The nonstructural protein (NSs) of severe fever with thrombocytopenia syndrome phlebovirus (SFTSV) sequesters TANK-binding kinase 1 (TBK1) into NSs-induced cytoplasmic structures to inhibit the phosphorylation and nuclear translocation of interferon (IFN) regulatory factor 3 (IRF3) and subsequent interferon beta (IFN-β) production. Although the C-terminal region of SFTSV NSs (NSs_66–249) has been linked to the formation of NSs-induced cytoplasmic structures and inhibition of host IFN-β responses, the role of the N-terminal region in antagonizing host antiviral responses remains to be defined. Here, we demonstrate that two conserved amino acids at positions 21 and 23 in the SFTSV and heartland virus (HRTV) NSs are essential for suppression of IRF3 phosphorylation and IFN-β mRNA expression following infection with SFTSV or recombinant influenza virus lacking the NS1 gene. Surprisingly, formation of SFTSV/HRTV NSs-induced cytoplasmic structures is not essential for inhibition of host antiviral responses. Rather, an association between SFTSV/HRTV NSs and TBK1 is required for suppression of mitochondrial antiviral signaling protein (MAVS)-mediated activation of IFN-β promoter activity. Although SFTSV NSs did not prevent the ubiquitination of TBK1, it associates with TBK1 through its N-terminal kinase domain (residues 1 to 307) to block the autophosphorylation of TBK1. Furthermore, we found that both wild-type NSs and the 21/23A mutant (NSs in which residues at positions 21 and 23 were replaced with alanine) of SFTSV suppressed NLRP3 inflammasome-dependent interleukin-1β (IL-1β) secretion, suggesting that the importance of these residues is restricted to TBK1-dependent IFN signaling. Together, our findings strongly implicate the two conserved amino acids at positions 21 and 23 of SFTSV/HRTV NSs in the inhibition of host interferon responses.
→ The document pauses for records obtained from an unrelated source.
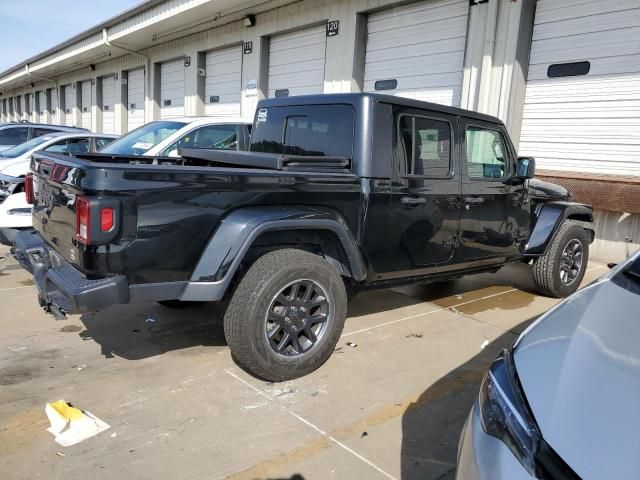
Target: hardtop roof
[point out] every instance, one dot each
(356, 99)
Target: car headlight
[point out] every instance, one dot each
(504, 413)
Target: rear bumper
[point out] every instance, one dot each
(60, 284)
(8, 235)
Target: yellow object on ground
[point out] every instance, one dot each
(71, 425)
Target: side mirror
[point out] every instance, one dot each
(525, 167)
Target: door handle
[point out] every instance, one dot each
(412, 201)
(473, 200)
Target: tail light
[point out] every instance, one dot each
(96, 220)
(28, 189)
(83, 220)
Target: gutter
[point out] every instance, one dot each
(147, 68)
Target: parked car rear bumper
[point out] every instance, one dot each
(60, 284)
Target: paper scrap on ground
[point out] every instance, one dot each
(70, 425)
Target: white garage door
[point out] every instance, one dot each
(172, 88)
(108, 105)
(223, 82)
(53, 104)
(135, 99)
(586, 117)
(86, 101)
(417, 51)
(296, 62)
(42, 105)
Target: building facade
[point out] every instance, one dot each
(564, 75)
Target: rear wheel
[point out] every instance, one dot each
(559, 272)
(286, 315)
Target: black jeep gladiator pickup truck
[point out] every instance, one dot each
(337, 193)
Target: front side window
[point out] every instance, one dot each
(14, 136)
(316, 130)
(103, 142)
(426, 146)
(144, 138)
(58, 147)
(43, 131)
(215, 137)
(486, 154)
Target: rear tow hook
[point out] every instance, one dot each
(57, 312)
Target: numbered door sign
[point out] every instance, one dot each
(332, 28)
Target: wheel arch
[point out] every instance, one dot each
(548, 220)
(242, 233)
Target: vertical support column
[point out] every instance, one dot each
(191, 83)
(152, 112)
(76, 112)
(255, 68)
(344, 60)
(121, 103)
(201, 77)
(96, 104)
(496, 60)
IMPORTANCE Recognition of viruses by host innate immune systems plays a critical role not only in providing resistance to viral infection but also in the initiation of antigen-specific adaptive immune responses against viruses. Severe fever with thrombocytopenia syndrome (SFTS) is a newly emerging infectious disease caused by the SFTS phlebovirus (SFTSV), a highly pathogenic tick-borne phlebovirus. The 294-amino-acid nonstructural protein (NSs) of SFTSV associates with TANK-binding kinase 1 (TBK1), a key regulator of host innate antiviral immunity, to inhibit interferon beta (IFN-β) production and enhance viral replication. Here, we demonstrate that two conserved amino acids at positions 21 and 23 in the NSs of SFTSV and heartland virus, another tick-borne phlebovirus, are essential for association with TBK1 and suppression of IFN-β production. Our results provide important insight into the molecular mechanisms by which SFTSV NSs helps to counteract host antiviral strategies.